A method for suppressing combustion noise and NOx emissions from a diesel engine by performing a pilot injection operation is known. The pilot injection operation includes injecting a small amount of fuel into a combustion chamber prior to a main injection operation. Since pilot injection operations typically include a small quantity of fuel, which is referred to as a command quantity, it is desired to improve the accuracy of the quantity injected to obtain sufficient effects, namely, reduction of combustion noise and NOx emission. One way to improve accuracy is to implement an injection quantity learning process. The process includes determining a difference between an actual quantity of fuel injected (hereinafter referred to as “actual injection quantity”) and the command quantity. The process then compensates for the detected difference.
Thus, the present application provides a fuel injection controller for performing a highly accurate injection quantity learning process, as disclosed in unpublished Japanese Patent Application No. 2003-185633, which corresponds to U.S. Pat. No. 6,907,861. The fuel injection controller is adapted such that during an idle state while no fuel is injected and the engine is running a one-shot injection for learning is performed for a particular one of a plurality of cylinders of a diesel engine. An idle state is present when the command quantity of fuel for the injectors is not greater than zero, for example, during a gear change and deceleration of the vehicle. The controller determines the actual injection quantity based on a variation in engine speed caused by the one-shot injection. The controller then corrects the command quantity depending upon a difference between the actual injection quantity and the command value for the performed one-shot injection.
To increase the accuracy of the correction of the command value in the above-described injection quantity learning process, it should be arranged such that a characteristic (e.g., the variation in engine speed, air-fuel ratio, or pressure in the cylinder) representative of an effect of the one-shot injection operation can identify different values of the actual injection quantity. More specifically, a value of the characteristic should correspond to a particular value of the actual injection quantity in a one-to-one relationship.

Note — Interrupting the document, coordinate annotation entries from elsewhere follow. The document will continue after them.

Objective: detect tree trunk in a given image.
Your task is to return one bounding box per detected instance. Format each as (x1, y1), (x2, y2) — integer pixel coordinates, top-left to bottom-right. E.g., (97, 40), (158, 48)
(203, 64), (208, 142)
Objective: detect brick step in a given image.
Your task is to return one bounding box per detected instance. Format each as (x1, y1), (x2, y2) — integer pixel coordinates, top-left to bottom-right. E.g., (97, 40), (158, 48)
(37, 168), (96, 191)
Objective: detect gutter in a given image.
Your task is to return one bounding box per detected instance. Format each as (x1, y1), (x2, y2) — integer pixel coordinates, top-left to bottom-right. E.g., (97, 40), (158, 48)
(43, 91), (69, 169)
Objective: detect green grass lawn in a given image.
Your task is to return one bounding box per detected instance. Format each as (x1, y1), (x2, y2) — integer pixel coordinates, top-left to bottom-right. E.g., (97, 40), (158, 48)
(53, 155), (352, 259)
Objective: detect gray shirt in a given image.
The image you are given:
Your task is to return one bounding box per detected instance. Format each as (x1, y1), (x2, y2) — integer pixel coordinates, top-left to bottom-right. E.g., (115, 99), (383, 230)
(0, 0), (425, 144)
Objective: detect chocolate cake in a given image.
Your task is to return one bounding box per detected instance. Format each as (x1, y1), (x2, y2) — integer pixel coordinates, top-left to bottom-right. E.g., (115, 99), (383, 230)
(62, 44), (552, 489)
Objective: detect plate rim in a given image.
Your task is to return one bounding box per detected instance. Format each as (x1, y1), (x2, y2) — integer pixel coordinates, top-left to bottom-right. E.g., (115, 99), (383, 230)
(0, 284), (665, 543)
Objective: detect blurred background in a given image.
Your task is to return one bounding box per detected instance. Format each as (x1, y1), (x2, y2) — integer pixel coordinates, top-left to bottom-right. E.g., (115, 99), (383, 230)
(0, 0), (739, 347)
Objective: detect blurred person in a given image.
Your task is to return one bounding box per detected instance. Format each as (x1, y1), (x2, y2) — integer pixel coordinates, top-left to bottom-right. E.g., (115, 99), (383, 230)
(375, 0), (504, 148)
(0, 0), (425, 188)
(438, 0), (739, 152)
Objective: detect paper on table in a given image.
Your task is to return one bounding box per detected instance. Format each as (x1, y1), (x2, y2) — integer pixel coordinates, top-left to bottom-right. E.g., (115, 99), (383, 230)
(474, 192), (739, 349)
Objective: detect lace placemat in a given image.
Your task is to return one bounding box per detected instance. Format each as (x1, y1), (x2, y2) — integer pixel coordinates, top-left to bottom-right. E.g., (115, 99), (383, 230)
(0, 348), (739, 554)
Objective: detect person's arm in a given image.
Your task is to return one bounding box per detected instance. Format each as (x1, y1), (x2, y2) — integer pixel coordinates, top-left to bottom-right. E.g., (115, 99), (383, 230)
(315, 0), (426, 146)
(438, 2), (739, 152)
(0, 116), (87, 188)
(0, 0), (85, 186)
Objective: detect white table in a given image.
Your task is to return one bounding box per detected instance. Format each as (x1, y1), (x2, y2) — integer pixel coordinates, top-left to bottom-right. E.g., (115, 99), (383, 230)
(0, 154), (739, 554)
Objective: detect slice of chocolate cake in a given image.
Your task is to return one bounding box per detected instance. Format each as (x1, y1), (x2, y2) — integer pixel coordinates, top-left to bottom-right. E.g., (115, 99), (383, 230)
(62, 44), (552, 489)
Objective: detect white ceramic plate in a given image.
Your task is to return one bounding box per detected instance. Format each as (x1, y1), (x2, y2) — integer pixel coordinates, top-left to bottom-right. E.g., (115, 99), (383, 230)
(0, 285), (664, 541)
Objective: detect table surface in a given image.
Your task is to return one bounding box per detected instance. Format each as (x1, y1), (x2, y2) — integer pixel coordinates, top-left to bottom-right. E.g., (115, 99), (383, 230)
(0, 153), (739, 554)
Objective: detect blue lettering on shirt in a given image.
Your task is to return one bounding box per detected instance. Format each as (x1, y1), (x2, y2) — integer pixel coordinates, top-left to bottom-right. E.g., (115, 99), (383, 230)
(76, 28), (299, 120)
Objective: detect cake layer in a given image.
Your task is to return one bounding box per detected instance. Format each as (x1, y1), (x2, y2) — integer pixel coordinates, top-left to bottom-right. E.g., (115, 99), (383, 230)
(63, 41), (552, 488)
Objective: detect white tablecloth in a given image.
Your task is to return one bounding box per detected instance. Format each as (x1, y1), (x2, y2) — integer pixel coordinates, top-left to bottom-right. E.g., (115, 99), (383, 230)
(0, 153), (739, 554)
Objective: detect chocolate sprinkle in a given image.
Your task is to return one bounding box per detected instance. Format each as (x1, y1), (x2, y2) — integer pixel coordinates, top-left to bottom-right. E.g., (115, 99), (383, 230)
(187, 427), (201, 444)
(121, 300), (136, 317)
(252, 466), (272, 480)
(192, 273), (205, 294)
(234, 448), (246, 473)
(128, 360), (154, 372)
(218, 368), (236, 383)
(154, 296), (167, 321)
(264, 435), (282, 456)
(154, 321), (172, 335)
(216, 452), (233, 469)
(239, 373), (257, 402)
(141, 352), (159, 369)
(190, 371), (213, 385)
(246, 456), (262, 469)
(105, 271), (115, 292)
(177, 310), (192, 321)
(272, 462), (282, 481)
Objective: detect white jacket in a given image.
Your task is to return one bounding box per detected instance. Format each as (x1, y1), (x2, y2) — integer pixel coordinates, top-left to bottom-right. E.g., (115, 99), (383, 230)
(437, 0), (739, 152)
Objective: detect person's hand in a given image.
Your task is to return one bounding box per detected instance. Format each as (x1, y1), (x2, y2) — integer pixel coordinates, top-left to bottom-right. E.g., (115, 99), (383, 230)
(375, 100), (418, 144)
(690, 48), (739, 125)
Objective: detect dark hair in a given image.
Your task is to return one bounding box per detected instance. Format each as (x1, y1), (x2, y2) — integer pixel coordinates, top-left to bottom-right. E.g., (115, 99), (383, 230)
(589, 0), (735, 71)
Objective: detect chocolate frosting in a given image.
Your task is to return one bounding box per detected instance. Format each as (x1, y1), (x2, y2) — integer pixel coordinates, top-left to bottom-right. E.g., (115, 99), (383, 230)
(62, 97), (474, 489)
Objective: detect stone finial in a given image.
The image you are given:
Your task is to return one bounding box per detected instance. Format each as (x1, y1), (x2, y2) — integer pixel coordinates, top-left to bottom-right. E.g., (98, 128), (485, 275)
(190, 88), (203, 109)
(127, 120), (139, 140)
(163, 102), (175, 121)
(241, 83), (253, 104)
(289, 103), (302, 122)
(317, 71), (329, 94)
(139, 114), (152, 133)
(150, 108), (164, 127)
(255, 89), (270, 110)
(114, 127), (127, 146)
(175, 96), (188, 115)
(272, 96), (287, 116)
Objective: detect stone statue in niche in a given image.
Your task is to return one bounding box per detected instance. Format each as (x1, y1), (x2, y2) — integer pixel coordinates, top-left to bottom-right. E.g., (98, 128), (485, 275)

Therefore, different values of the characteristic should never be obtained where the one-shot injection is performed a plurality of times under the same conditions. Conversely, a same value of the characteristic should never be obtained where the one-shot injection is performed a plurality of times under different conditions.
Where the characteristic is engine speed variation, the actual injection quantity and the characteristic do not have a one-to-one relationship and are roughly classified into the following two categories:
a) Combustion varies although the injection quantity is constant.
The value of the characteristic (hereinafter referred to as the “characteristic value”) varies depending upon whether or not a sufficient amount of oxygen for the complete combustion of the injected fuel is provided. In addition, the combustion is slowed when the exhaust gas is recirculated by an EGR system, thereby varying the detected characteristic value.
b) An engine load varies during the detection of the characteristic value.
A pumping loss or energy loss in compressing the intake air, and other changes occur when the intake airflow is varied, thereby affecting the characteristic value.
Thus, to have the actual injection quantity and the characteristic value in a one-to-one relationship, the airflow into the combustion chamber should be controlled. The unpublished Japanese patent document described above, however, does not teach details of such a control of airflow and, thus, there may be a case when the detected characteristic value and the actual injection quantity do not correspond in a one-to-one relationship.
The present invention has been developed in view of the above-described situations to provide an injection quantity control apparatus for a diesel engine that establishes a suitable learning environment when injection quantity learning is to be performed. This ensures that the characteristic value is in a one-to-one relationship with the actual injection quantity, thereby enabling a highly accurate injection quantity learning process to be performed.